[Cryptech-Commits] [user/shatov/curve25519_fpga_model] 01/04: Reworked Ed25519-specific microcode, added magic markers to allow automatic parsing.

git at cryptech.is git at cryptech.is
Mon Oct 15 13:17:10 UTC 2018


This is an automated email from the git hooks/post-receive script.

meisterpaul1 at yandex.ru pushed a commit to branch master
in repository user/shatov/curve25519_fpga_model.
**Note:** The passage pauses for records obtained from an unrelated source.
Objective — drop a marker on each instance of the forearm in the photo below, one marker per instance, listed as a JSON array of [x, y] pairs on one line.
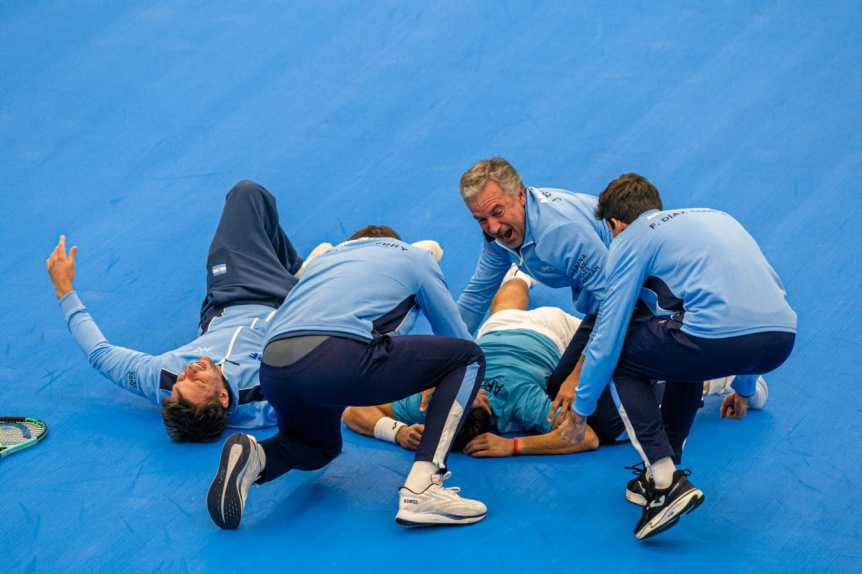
[[362, 419], [132, 370], [553, 443]]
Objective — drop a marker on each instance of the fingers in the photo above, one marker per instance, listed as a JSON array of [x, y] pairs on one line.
[[554, 406], [423, 401]]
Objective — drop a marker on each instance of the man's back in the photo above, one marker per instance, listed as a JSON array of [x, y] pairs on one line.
[[703, 263]]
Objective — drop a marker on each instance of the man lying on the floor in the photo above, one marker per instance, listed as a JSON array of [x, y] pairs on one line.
[[251, 267], [521, 348]]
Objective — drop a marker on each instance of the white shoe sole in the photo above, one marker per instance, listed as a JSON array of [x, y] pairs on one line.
[[415, 519], [670, 515], [224, 501]]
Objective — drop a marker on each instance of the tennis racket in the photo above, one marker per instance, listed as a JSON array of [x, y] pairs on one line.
[[18, 433]]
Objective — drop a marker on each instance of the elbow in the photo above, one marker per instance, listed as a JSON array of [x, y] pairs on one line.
[[591, 440]]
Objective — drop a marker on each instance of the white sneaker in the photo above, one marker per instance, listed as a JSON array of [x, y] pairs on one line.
[[242, 461], [515, 273], [761, 393], [437, 505], [314, 253], [432, 246]]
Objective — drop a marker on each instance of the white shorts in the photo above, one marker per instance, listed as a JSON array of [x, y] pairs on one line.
[[551, 322]]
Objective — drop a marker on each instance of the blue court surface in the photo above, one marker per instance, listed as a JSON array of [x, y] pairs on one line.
[[124, 124]]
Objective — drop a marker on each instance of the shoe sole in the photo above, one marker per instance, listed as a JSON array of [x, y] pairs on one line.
[[419, 519], [224, 501], [671, 515]]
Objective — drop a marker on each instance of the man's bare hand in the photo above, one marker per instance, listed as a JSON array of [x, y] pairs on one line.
[[573, 428], [61, 268], [481, 401], [734, 406], [489, 445]]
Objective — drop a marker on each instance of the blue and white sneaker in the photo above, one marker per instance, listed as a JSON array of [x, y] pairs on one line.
[[437, 505], [242, 461]]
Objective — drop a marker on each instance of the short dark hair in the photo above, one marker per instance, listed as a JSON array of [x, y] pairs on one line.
[[188, 422], [626, 197], [375, 231], [476, 421]]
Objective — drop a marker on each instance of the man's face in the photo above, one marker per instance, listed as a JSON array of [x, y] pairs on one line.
[[199, 381], [500, 215]]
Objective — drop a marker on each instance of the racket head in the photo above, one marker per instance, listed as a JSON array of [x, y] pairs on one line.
[[18, 433]]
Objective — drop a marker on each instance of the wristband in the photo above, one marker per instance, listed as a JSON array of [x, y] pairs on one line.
[[387, 428]]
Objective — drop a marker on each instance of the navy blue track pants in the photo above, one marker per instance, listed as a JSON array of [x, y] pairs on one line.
[[657, 349], [310, 395]]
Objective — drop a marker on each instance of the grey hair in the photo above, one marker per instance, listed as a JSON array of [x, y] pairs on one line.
[[495, 169]]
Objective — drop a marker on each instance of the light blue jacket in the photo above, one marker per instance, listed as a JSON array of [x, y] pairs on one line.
[[368, 287], [698, 264], [564, 246], [236, 337]]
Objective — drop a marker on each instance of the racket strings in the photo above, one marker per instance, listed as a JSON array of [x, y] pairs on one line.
[[12, 433]]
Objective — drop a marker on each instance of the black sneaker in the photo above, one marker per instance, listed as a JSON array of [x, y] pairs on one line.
[[241, 463], [664, 507], [636, 487]]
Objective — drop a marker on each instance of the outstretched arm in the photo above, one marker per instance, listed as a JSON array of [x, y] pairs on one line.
[[61, 268], [364, 420], [489, 445]]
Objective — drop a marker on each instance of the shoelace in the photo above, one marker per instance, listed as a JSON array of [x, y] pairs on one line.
[[451, 489]]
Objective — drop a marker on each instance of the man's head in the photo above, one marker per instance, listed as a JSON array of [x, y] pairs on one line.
[[375, 231], [494, 194], [477, 421], [196, 411], [624, 199]]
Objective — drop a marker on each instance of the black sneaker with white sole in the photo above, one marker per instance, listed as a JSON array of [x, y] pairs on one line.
[[664, 507], [637, 487], [240, 465]]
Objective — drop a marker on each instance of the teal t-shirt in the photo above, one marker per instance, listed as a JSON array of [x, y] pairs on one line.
[[519, 362]]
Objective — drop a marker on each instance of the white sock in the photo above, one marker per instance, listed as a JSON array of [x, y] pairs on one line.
[[515, 273], [420, 476], [662, 472], [761, 393]]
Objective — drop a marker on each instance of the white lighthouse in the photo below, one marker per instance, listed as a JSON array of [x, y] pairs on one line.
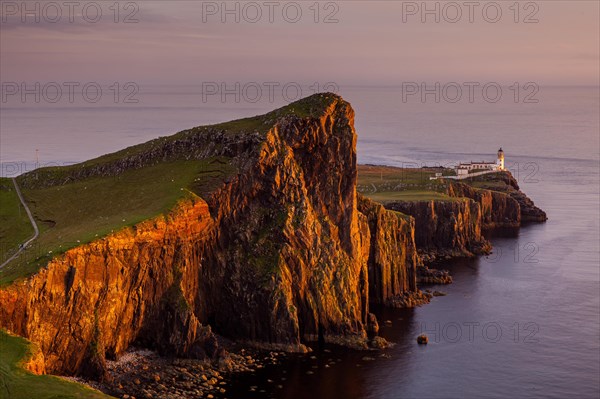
[[500, 160]]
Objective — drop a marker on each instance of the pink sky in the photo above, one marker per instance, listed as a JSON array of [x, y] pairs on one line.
[[370, 44]]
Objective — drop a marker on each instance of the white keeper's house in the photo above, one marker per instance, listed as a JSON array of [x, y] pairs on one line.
[[471, 167]]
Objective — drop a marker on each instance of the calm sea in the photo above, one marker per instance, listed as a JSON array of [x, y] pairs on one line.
[[524, 322]]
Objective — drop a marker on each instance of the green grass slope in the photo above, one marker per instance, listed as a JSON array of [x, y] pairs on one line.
[[17, 383], [15, 227], [76, 204], [387, 184]]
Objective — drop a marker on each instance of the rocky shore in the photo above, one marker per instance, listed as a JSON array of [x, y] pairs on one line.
[[141, 373]]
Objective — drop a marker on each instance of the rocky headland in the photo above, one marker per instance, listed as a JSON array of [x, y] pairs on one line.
[[281, 254]]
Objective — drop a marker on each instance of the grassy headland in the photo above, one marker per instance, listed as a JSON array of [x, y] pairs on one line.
[[18, 383], [76, 204]]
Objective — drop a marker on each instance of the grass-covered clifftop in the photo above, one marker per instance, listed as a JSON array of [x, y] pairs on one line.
[[16, 382], [78, 203]]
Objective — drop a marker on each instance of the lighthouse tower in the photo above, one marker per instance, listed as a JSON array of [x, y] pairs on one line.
[[500, 160]]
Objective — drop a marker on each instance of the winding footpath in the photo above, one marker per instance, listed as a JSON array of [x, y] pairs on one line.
[[35, 228]]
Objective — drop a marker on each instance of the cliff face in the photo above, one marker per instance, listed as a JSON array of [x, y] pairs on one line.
[[279, 254], [504, 184], [98, 298], [497, 209]]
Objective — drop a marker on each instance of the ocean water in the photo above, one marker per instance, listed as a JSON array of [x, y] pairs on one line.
[[523, 322]]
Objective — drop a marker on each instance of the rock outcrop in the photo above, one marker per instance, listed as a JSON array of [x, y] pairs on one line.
[[282, 253], [446, 228], [393, 257]]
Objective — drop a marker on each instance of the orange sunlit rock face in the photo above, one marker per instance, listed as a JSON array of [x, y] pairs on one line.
[[280, 254]]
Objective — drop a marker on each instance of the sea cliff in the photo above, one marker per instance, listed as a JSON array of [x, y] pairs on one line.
[[282, 252]]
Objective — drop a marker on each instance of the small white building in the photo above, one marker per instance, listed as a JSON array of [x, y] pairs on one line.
[[469, 167]]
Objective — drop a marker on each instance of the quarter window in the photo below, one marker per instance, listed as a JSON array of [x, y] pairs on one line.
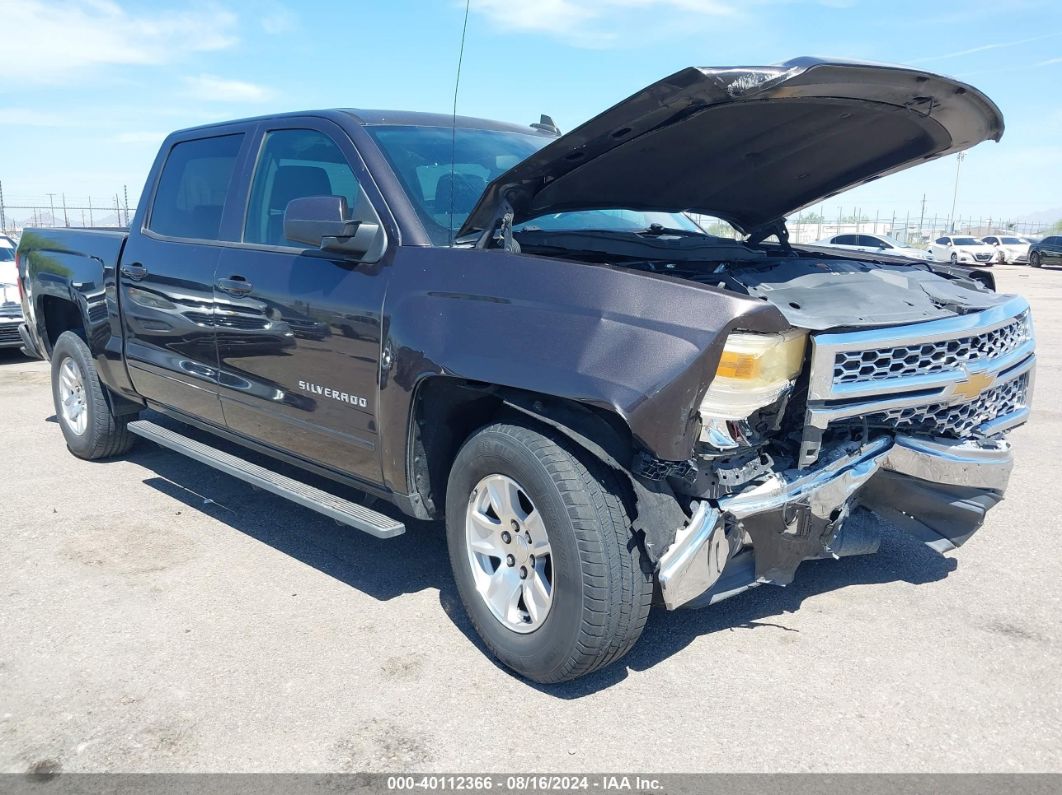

commit 266984f6cb40b79e924eb31a48f055484b5626e2
Author: Pavel V. Shatov (Meister) <meisterpaul1 at yandex.ru>
AuthorDate: Mon Oct 15 16:01:34 2018 +0300

    Reworked Ed25519-specific microcode, added magic markers to allow automatic
    parsing.
---
 ed25519/ed25519_fpga_curve_microcode.cpp | 164 +++++++++++++++++++------------
 1 file changed, 100 insertions(+), 64 deletions(-)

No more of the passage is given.